On reading a recent post by Ed Dolan at Economonitor with some evidence of the lack of a strong Phillips relationship for consumer-price inflation in US data, it occurred to me to try a measure of total compensation per hour with recent data. The wage relationship estimated over all available quarters, using averaged monthly observations for the civilian unemployment rate, is shown above, with a scatter plot and an estimated regression line. Like the relationship estimated by Dolan, the regression line above suffers from a rather loose fit (constant: 6.87; slope coefficient: -.29; R-squared = .02). A complete explanation of inflation is complicated and of course also involves other costs, including raw materials such as fuel. The latter costs are subject of course to “cost-push”-type inflation at times, as are wages. Exchange rates of course affect these costs.

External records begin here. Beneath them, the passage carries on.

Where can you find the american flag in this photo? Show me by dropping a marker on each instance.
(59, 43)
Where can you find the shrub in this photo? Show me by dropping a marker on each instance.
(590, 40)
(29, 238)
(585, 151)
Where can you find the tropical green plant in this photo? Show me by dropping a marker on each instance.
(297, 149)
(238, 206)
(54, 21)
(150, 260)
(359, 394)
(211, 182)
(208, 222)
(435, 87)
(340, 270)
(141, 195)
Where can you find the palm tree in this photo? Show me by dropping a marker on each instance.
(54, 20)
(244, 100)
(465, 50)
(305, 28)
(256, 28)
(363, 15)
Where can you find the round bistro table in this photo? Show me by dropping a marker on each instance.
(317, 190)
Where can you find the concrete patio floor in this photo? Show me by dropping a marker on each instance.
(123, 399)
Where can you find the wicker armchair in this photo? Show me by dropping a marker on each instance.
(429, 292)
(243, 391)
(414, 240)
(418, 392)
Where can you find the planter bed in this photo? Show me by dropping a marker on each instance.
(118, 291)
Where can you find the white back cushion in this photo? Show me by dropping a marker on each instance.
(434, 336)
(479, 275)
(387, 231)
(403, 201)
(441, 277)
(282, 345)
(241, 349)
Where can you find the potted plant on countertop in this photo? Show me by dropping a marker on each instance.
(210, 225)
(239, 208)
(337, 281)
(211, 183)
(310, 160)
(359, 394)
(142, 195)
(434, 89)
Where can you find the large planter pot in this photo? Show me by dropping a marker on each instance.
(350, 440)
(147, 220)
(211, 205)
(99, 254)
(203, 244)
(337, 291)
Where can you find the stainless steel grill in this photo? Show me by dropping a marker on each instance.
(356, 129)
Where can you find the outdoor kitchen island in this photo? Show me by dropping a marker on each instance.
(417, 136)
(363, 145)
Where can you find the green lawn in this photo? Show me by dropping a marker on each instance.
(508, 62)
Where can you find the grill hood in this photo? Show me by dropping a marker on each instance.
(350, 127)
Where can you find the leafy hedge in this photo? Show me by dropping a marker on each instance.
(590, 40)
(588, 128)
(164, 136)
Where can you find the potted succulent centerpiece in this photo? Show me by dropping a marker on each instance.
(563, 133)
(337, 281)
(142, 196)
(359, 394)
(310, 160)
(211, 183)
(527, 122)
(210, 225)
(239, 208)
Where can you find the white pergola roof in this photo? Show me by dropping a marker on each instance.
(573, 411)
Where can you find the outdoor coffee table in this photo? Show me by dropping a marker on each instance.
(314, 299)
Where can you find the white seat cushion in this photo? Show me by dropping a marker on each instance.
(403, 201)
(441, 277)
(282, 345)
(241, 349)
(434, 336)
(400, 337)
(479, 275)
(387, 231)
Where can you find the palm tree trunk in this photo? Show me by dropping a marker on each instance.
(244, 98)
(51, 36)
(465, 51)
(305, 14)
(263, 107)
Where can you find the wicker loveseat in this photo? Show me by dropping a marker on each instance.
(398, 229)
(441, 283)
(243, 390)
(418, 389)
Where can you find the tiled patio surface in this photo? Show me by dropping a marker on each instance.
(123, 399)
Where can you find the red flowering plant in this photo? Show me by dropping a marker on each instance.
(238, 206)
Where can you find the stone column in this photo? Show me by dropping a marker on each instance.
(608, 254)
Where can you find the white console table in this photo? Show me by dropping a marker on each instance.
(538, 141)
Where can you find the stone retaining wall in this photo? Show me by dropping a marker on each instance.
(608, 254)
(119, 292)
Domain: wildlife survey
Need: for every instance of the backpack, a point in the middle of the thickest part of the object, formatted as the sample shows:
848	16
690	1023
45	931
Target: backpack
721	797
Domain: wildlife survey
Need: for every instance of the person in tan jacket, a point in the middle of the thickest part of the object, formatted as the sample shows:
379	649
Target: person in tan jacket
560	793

A time series graph below displays both series over the entire sample period, 1948q1 to 2014q1. As some have observed, the exceedingly high unemployment rates of the post-financial-crisis era (blue line) have resulted in very weak or negative compensation growth rates (red line). The latter are not adjusted for inflation in the figures, since we are focusing on nominal data in this post. The downward trend in nominal wage growth in the right side of the figure (red line) helps to explain recent declines in the so-called wage share, which measures the fraction of national income going to labor costs. (However, see this New York Times article for some evidence that falling unemployment is beginning to bring some inflation-adjusted wage growth to parts of the US.)
By the way, if inflation were to become a large problem (and it seems well-contained now), non-recessionary methods exist to try to alleviate it. Even where the Phillips-curve relationship is strong, the human costs of using it to combat inflation are usually very high, given the existence of alternative policies that could perhaps be given a try in the US.